Ben Affleck and Oscar Isaac are A-list talent (Check the box office numbers). Even
Charlie Hunnam and Garrett Hedlund have some decent-sized movies. Director J.C.
Chandor has spent a decade on the fringe of Oscar attention. Triple Frontier
is a big movie, global production with plenty of action and thrills.
Despite all this,
I still came away from the movie thinking this didn't feel like a theatrical
release. Not lesser than Black Hawk Down or Lone Survivor, but
different. I'm sure some of this is my own neuroses getting in the way. I don't
think most people even care about the difference or try to notice. It will be
interesting looking back in 10 years how Netflix releases will be looked at
versus what the other movie studios produce. Will the movies still feel
smaller? Could Mission: Impossible 7 be released exclusively on Netflix
and still feel like a global hit the way M:I - Fallout did last summer?
Or will there always be a stigma?
Alright, alright.
That's long enough talking around the movie. Let's get to the main attraction*.
*Which will get
maybe half the word count of the introductory rant. That's my style.
Triple Frontier is a very familiar
movie. I think I mean that as a good thing,
but it puts a ceiling on my appreciation of it. I didn't take many notes
on the movie. Almost all of them are about how all the music is obvious. We can
all agree that using CCR for any post-WWII war movie has been done enough.

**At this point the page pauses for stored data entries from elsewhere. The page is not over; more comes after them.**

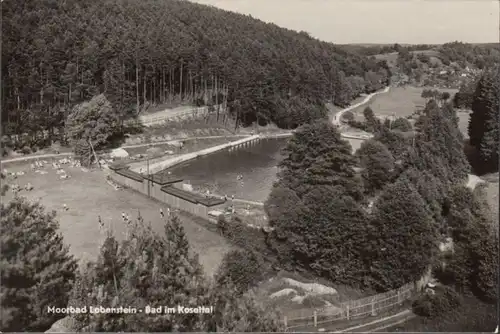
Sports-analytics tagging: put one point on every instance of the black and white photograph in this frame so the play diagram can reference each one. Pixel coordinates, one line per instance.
(249, 166)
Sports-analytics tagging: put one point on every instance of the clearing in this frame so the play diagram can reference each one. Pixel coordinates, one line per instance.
(88, 195)
(399, 102)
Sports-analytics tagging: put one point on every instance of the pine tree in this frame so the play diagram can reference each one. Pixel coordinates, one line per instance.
(401, 124)
(317, 155)
(91, 124)
(37, 269)
(377, 163)
(156, 270)
(241, 269)
(483, 123)
(402, 240)
(395, 141)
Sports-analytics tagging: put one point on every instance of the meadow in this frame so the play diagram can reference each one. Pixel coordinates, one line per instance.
(88, 196)
(398, 102)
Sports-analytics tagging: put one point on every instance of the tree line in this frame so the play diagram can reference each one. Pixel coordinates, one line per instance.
(375, 219)
(142, 53)
(144, 268)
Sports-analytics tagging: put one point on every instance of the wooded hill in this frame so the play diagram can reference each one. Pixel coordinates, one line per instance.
(143, 52)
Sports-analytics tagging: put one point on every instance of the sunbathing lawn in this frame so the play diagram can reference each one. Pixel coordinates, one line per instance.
(88, 195)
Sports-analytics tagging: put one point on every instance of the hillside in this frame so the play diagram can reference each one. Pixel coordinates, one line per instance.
(146, 52)
(450, 65)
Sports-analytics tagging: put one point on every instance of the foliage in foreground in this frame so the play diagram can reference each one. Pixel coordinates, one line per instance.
(483, 124)
(241, 269)
(432, 305)
(473, 266)
(472, 316)
(37, 269)
(377, 164)
(150, 269)
(315, 206)
(401, 240)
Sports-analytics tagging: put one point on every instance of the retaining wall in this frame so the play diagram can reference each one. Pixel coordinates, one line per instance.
(169, 162)
(164, 192)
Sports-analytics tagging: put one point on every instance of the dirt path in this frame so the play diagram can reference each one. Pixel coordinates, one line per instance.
(66, 154)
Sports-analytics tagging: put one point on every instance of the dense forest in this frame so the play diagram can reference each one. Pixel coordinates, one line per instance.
(57, 54)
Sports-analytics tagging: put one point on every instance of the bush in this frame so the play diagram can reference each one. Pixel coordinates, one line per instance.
(401, 124)
(242, 269)
(348, 116)
(26, 150)
(431, 305)
(37, 268)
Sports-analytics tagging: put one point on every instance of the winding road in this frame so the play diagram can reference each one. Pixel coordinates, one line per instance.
(338, 116)
(185, 110)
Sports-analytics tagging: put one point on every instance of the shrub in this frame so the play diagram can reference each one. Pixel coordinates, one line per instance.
(348, 116)
(243, 269)
(37, 268)
(26, 150)
(401, 124)
(442, 301)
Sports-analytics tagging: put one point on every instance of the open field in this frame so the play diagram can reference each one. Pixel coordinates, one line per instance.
(473, 316)
(399, 101)
(88, 195)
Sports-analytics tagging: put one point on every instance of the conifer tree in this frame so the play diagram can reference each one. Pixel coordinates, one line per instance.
(402, 240)
(315, 156)
(377, 163)
(37, 268)
(483, 123)
(157, 270)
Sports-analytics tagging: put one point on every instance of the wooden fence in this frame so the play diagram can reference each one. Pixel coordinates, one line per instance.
(368, 306)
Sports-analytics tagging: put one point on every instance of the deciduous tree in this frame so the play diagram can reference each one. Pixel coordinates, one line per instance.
(37, 268)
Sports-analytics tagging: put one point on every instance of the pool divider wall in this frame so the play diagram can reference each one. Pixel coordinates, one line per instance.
(163, 190)
(168, 190)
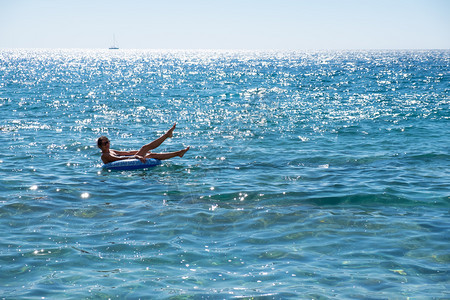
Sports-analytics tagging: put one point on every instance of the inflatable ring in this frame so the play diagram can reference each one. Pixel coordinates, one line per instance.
(131, 164)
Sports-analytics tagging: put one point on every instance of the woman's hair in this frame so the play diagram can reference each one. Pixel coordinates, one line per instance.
(100, 141)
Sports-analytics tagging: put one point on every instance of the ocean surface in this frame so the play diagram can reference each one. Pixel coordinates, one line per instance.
(311, 175)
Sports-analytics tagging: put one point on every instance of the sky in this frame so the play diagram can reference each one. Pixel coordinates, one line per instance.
(226, 24)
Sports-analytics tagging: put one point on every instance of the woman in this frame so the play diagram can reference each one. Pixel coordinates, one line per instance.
(110, 155)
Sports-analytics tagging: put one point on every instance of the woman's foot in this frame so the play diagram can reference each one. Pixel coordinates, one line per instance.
(170, 132)
(182, 152)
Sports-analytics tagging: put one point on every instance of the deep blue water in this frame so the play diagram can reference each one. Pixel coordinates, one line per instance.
(311, 175)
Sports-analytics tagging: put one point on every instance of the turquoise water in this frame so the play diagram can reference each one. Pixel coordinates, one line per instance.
(315, 175)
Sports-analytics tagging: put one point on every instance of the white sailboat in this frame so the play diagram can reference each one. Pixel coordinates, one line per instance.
(114, 46)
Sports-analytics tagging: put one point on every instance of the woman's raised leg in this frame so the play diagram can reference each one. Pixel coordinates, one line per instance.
(156, 143)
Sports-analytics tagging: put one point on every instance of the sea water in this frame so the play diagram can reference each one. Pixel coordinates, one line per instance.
(315, 175)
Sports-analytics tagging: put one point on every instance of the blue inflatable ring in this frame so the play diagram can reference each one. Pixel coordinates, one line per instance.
(131, 164)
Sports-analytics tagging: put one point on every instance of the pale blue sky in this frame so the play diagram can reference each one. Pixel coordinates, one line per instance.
(227, 24)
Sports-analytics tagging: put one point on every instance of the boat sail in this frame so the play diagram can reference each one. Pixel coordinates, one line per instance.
(114, 46)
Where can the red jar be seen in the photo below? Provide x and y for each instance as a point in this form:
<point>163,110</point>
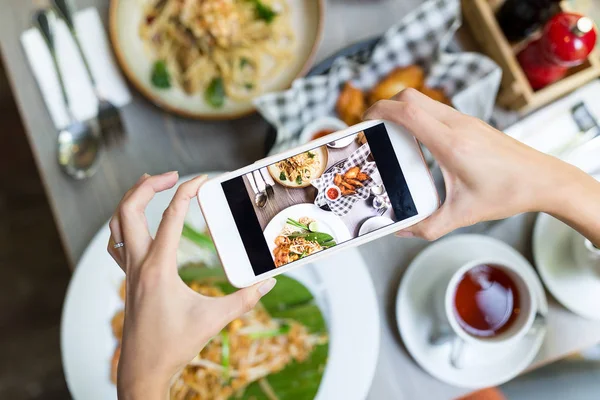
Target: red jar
<point>567,40</point>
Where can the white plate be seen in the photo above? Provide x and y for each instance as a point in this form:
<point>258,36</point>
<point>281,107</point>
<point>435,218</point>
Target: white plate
<point>372,224</point>
<point>125,15</point>
<point>327,222</point>
<point>323,123</point>
<point>575,287</point>
<point>416,316</point>
<point>349,306</point>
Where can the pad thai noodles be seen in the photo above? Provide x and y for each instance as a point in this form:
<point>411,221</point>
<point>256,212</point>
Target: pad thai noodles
<point>222,48</point>
<point>299,239</point>
<point>300,168</point>
<point>248,350</point>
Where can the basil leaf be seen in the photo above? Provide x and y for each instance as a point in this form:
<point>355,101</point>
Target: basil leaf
<point>264,12</point>
<point>160,77</point>
<point>215,93</point>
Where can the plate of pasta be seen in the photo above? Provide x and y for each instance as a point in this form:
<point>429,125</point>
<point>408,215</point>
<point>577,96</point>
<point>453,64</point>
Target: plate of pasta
<point>296,344</point>
<point>209,59</point>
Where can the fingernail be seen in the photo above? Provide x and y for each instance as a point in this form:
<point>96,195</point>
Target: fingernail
<point>405,234</point>
<point>267,286</point>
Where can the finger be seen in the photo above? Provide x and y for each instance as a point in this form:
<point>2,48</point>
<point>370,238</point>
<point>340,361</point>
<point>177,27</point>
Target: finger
<point>433,227</point>
<point>235,305</point>
<point>118,254</point>
<point>434,108</point>
<point>426,128</point>
<point>132,219</point>
<point>171,225</point>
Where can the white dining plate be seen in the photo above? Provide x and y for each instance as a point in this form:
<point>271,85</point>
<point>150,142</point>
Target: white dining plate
<point>327,222</point>
<point>372,224</point>
<point>575,286</point>
<point>136,63</point>
<point>341,285</point>
<point>417,316</point>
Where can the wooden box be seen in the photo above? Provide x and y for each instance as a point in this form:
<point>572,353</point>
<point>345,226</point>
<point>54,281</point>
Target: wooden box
<point>515,91</point>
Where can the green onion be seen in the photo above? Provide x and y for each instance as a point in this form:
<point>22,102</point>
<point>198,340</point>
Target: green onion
<point>201,239</point>
<point>225,353</point>
<point>215,93</point>
<point>282,330</point>
<point>160,77</point>
<point>297,224</point>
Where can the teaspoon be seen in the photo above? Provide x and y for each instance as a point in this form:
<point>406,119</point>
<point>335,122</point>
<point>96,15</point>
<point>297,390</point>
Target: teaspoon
<point>79,142</point>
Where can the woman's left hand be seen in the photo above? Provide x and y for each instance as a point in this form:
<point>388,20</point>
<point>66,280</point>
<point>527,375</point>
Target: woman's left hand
<point>166,323</point>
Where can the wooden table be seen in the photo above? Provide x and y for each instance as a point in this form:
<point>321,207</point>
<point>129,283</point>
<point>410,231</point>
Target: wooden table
<point>159,142</point>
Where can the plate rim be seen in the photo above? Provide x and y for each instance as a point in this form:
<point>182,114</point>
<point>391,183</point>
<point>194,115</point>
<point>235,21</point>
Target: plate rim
<point>164,105</point>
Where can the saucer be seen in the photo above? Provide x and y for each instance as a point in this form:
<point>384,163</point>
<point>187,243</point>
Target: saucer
<point>417,317</point>
<point>576,287</point>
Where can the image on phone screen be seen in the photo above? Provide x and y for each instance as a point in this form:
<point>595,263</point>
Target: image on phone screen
<point>317,199</point>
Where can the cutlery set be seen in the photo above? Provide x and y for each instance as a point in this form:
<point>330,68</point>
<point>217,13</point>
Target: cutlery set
<point>80,143</point>
<point>262,185</point>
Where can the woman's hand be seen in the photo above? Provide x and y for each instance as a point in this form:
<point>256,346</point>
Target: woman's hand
<point>488,175</point>
<point>166,323</point>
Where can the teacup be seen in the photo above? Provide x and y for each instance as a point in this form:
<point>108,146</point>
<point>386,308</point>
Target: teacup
<point>489,302</point>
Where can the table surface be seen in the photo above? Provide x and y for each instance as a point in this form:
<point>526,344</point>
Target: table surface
<point>158,142</point>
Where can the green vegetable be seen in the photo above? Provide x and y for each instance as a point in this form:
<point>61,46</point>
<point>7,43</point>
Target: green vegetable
<point>297,224</point>
<point>225,353</point>
<point>282,330</point>
<point>160,77</point>
<point>201,239</point>
<point>215,93</point>
<point>264,12</point>
<point>319,237</point>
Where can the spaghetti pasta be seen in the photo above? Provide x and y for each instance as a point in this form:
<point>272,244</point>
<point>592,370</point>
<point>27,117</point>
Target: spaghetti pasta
<point>223,48</point>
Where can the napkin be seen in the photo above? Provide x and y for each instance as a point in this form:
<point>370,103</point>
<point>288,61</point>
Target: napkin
<point>82,100</point>
<point>421,37</point>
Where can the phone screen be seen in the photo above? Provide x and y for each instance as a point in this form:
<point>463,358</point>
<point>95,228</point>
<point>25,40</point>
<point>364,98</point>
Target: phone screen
<point>317,199</point>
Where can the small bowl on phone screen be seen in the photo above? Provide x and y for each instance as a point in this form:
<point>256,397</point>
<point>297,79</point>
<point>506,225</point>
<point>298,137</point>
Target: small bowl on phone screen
<point>322,127</point>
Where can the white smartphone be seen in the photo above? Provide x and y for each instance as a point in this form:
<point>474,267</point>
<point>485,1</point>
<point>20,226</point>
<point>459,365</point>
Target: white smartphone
<point>341,190</point>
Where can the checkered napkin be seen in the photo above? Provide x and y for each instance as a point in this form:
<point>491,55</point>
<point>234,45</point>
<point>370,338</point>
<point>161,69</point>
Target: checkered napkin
<point>422,37</point>
<point>344,204</point>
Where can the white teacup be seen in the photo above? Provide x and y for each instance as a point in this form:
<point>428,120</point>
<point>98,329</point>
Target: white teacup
<point>527,305</point>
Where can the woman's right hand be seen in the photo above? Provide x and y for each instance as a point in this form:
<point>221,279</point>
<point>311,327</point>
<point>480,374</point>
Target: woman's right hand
<point>488,174</point>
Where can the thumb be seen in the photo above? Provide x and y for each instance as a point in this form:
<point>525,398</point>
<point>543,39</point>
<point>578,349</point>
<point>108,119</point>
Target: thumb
<point>431,228</point>
<point>237,304</point>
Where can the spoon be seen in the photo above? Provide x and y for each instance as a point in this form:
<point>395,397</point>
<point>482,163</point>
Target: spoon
<point>79,142</point>
<point>260,196</point>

Using "Masters of War" wasn't that subtle either. Even though the
stars of the film are Gen-X or Millennial (barely), it's clear that the target
audience for this are Boomers.
The basic
structure of the story - circumstances slowly cause a huge profit to keep
diminishing until almost nothing is left - is one I've seen many times. And the
"one last job" premise is as common a trope as there is. Greed
consuming people. I've seen that a bunch of times. None of this is that different
from Chandor's previous films. Margin Call* and A Most Violent Year
are both about attempted empires crumbling due to their own mistakes. Triple
Frontier is just the most familiar package he's put that same story in.
*A really
excellent and underrated movie that maybe never get a second life thanks to
Kevin Spacey.
I should point out
that I liked the movie quite a bit. I liked it as much as I could, given the
restraints. Oscar Isaac has a knack for playing somewhat duplicitous
protagonists. I don't get to see Ben Affleck is supporting roles often. Like
his character, it feels like he's doing the movie a favor back taking this
smaller role. I wrote the word "overqualified" several times in my
notes. If you told me to make a five man Ocean's 11 crew of
gruff, Special Ops guys, Isaac, Affleck, Garrett Hedlund, Charlie Hunnam, and
Pedro Pascal all would've made my list*. They wear beards and five o'clock
shadows well.
*Also included in
the list: anyone in the movie Warrior (Joel Edgerton, Tom Hardy, Frank Grillo).
I think what makes
the movie unique is the pacing. The raid of the crime lord's house happens
about midway through the movie. The rest of it is one long getaway, and it's
not always an exciting one. Sometimes it's arduous and taxing. The devolution
of the protagonists from heroes to villains is slow and earned. This isn't the
slick heist movie that it at first appeared to be. They had a great plan and it
fell apart because of their own poor decisions more than outside forces.
I hope that the
end isn't a set up for a sequel. I rather like it as an open-ended idea of what
Oscar Isaac's Pope does next. That said, I'd almost certainly watch a sequel.